The periodic return on this, every 72 minutes, is:
\[ \begin{align*} Return_{PerPeriod} &= \frac {6.66} {33.33} \\ Return_{PerPeriod} &= 20\% \end{align*}\]We invested $33.33 and got a 20% return in 72 minutes. There are 20 of those periods per day, and 7300 of those periods per year. The formula for our annual rate of return is:
\[ Return_{Annual} = [(1 + 0.2) ^ {7300}] – 1\]When I punch that into my old-school financial calculator that I use for quick math, the resulting number exceeds the 10 digits available on the display. That’s because it’s actually a 581 digit number:
10 546 203 510 194 006 984 935 775 287 170 570 284 975 505 823 167 209 439 097 598 034 194 246 783 801 246 469 543 648 267 744 019 981 105 166 645 166 864 800 099 738 834 741 806 102 943 800 573 664 495 382 499 380 738 080 706 822 601 336 062 784 037 118 616 928 436 323 529 151 611 980 582 120 346 164 766 710 693 629 009 635 289 190 975 534 560 035 383 694 471 420 235 152 511 601 716 744 789 135 859 846 312 972 050 563 612 891 009 774 559 711 612 859 355 424 888 328 554 079 290 772 115 670 315 649 232 047 604 036 700 555 541 470 494 115 571 062 585 823 210 250 975 889 283 475 854 741 071 365 767 149 272 466 984 051 307 546 597 507 195 753 334 328 653 750 253 851 637 741 610 417 814 111 283 958 709 634 768 246 407 175 744 117 435 782 348 257 108 620 589 337 369 360%
Okay, that’s a bit ridiculous. But it illustrates my key point:
Google Ads isn’t a huge expense. It’s a tiny investment that you make over and over again, with a massive return.
In this case it’s a $33.33 investment that you reinvest every 72 minutes, with a 581 digit annualized rate of return.
So What?
Being able to invest $30 or $40 with a massive rate of return isn’t really impressive. I want to invest thousands of dollars with a great rate of return. Actually, a lot more. And there are real limits to how much you can actually invest in Google Ads before you experience declining returns. That said, there are ways to optimize this so you can get the best bang for your buck.
I hope this changes your thinking a little bit. The monthly expense isn’t the whole story. It’s certainly useful for certain kinds decisions. Other decisions are better made using cash flow models or considering the financial returns on the relatively tiny amount of cash that is tied up in Google Ads.

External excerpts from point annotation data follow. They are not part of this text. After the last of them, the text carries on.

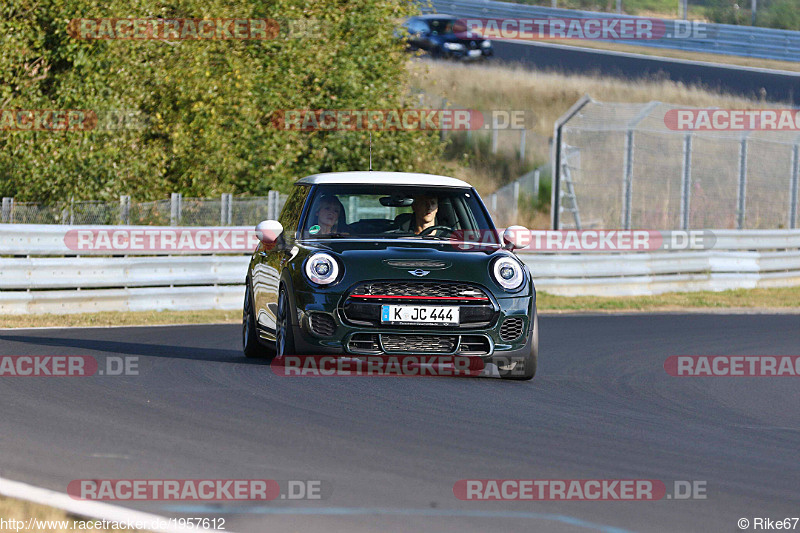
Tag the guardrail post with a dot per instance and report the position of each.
(125, 210)
(627, 181)
(686, 182)
(226, 209)
(794, 186)
(272, 205)
(515, 188)
(175, 206)
(741, 203)
(8, 210)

As long as you’re generating any positive contribution margin, and getting a reasonable conversion rate, keeping money invested in Google Ads is a higher-NPV activity than any other investment option that you have open to you. Cutting the budget is always the wrong answer to increasing the profitability. The monthly spend obscures the true amount of cash that’s being tied up in Google Ads. The key is to ensure that everything you spend on your PPC online advertising is generating margin. After that, maximizing your profitability will come not from controlling costs, but from investing more and working to increase those rates of return. That will look like a larger monthly ad spend to your tax accountant, but it will also show up on your income statement where it truly matters: the bottom line.